A few weeks have passed, and the Equifax data breach has been discussed extensively in just about every news outlet. This is an instance where saturated news coverage and never ending analysis is well warranted, with 143 million Americans waiting for the other shoe to drop.
I will take a look at this through the lens of online businesses managing card-not-present fraud. CNP fraud solutions can enhance business value or deplete it, depending on the effectiveness of the solution and fraud environment it is up against. The Equifax breach puts a challenging wrinkle in the CNP fraud landscape, with many online businesses at risk of losing significant value.
The Poor Get Poorer:
When carrying out fraud attacks there are two things fraudsters need most: ample targets and data, both in quantity and variety. Let’s take a look at the latter. There have been so many breaches, that compromised data seems like par for the course. However, this breach stands out from the pack. Both in the amount of data that was compromised and the variety. This was not a name or a birthday, or even a combo, like acquiring a name/credit card. This was Social Security numbers, names, birth dates, addresses, credit cards, and even drivers license numbers. This will fuel more than payment fraud. This will run the gamut: from account takeovers, fraud account openings, and identity fraud to every flavor of scam and abuse you can think of. It is being covered like a different kind of breach because the threat is much greater.

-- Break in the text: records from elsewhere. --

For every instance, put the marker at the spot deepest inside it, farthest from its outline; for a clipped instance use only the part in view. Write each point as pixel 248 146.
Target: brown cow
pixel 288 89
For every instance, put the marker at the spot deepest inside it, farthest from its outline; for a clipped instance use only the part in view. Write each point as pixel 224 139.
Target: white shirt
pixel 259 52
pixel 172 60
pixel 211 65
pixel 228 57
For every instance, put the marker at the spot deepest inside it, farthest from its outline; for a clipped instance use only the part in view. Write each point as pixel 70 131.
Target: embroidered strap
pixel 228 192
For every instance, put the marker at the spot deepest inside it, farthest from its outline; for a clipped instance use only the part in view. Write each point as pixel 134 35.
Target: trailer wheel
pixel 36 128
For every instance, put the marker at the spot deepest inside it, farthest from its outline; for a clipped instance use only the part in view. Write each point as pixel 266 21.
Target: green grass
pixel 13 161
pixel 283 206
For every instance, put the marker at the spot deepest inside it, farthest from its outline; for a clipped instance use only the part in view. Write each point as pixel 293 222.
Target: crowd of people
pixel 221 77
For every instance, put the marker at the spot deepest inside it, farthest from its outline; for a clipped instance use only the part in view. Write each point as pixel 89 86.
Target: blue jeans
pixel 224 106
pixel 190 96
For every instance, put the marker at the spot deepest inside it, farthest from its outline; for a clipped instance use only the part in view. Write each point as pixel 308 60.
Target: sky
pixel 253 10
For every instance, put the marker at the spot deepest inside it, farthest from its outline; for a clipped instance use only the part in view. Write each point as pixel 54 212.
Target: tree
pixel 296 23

Which brings us to the second component, plenty of targets. Online businesses and ecommerce solve that pretty quickly. All online companies are fair game, but businesses with sub-par fraud solutions that rely on legacy technology and inefficient operations will be picked apart quickly. Fraudsters are adept at finding soft spots and weak defenses. They will stick with a particular target and/or attack method until it is clamped down. Like most humans, they want to maximize value for the time they invest and will not burn valuable resources on little return. Therefore, they follow the path of least resistance. The Equifax breach is a not so friendly reminder of the volatile CNP fraud climate, with large data breaches fanning the flames of an already healthy fire.
Not My Problem:
Sometimes the easy thing to do is blame Amazon. So, I am going to do just that. Not for the breach… but for the usual crime they are saddled with. Amazon whipped up a mix of customer centric, no hassle, efficient, cheap, on-demand ecommerce the likes of which nobody had seen before. Shockingly, people liked this. Amazon transformed not just customer experience but customer expectations. Fraud mitigation is one of many things that does not justify inconveniencing a consumer’s shopping experience.

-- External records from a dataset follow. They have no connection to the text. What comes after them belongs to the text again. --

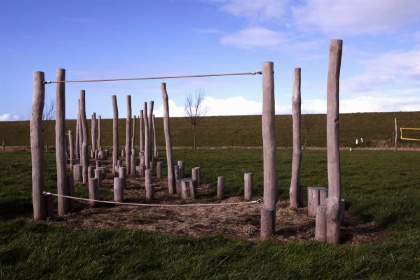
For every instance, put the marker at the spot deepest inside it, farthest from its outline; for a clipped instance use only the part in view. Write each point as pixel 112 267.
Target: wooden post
pixel 395 135
pixel 146 138
pixel 60 143
pixel 133 136
pixel 268 212
pixel 98 144
pixel 177 182
pixel 181 165
pixel 159 170
pixel 295 195
pixel 77 137
pixel 93 134
pixel 133 164
pixel 99 174
pixel 37 152
pixel 77 173
pixel 114 134
pixel 155 148
pixel 71 150
pixel 85 158
pixel 118 189
pixel 128 136
pixel 196 176
pixel 122 173
pixel 70 190
pixel 320 223
pixel 93 190
pixel 149 185
pixel 220 187
pixel 168 141
pixel 151 157
pixel 247 186
pixel 333 144
pixel 141 148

But come on. With the crazy difficult CNP fraud battle, there has to be some understanding from consumers, right? Considering the massive Equifax data breach, there is sure to be a bit of leeway with customer friction, correct? Sadly, no. Consumers don’t care. If you cite the Equifax data breach as a reason you were over-cautious and canceled young Bobby’s Xbox, all you will be met with is an angry parent. We live in a world where no matter the circumstances, consumers expect not to be inconvenienced. Amazon is not the bad guy. They are just the big guy. The big guy who successfully created the experience to which consumers are addicted, and it’s every company’s job to keep pace.

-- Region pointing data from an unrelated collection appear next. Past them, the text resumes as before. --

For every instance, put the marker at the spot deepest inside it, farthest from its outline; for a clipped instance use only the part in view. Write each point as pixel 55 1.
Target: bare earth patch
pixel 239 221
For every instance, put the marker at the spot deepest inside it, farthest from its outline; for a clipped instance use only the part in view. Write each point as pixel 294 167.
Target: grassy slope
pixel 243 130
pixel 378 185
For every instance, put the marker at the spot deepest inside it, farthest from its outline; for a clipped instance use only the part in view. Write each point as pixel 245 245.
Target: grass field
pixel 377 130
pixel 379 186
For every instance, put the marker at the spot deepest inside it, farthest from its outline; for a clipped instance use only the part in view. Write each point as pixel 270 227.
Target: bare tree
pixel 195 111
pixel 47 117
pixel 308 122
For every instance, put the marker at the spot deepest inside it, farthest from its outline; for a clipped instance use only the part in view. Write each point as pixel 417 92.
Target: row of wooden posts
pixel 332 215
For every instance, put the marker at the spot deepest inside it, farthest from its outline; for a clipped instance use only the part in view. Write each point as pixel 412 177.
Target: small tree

Effective fraud solutions do just that – they match Amazon’s value. These solutions mitigate fraud under the worst circumstances, while maintaining an experience their customers love. The Equifax breach will be a good test to see what CNP fraud solutions stand strong and which begin to bleed sales and lifetime customers.
One obvious blow is the impact to the Equifax brand. In addition to a credit bureau, Equifax has it’s own suite of anti-fraud technology and solutions. While a breach leaves no company sitting pretty, Equifax’s active presence in fraud prevention adds insult to injury. An insult that is felt strongest in it’s brand equity.
Moving past Equifax, the brand equity of other online companies will be damaged as well. As discussed earlier, when fraudsters get their hands on the right combination of data they can deploy more sophisticated attacks. Account takeovers and opening fraudulent accounts are two examples that have significant impact on brand equity. This type of fraud is an absolute nightmare for consumers. Even though the source of the data breach may be Equifax, the account takeover occurred with Company X. Consumers link the inconvenience and poor security to Company X. Company X will be the one who loses trust, the consumer and value in their brand.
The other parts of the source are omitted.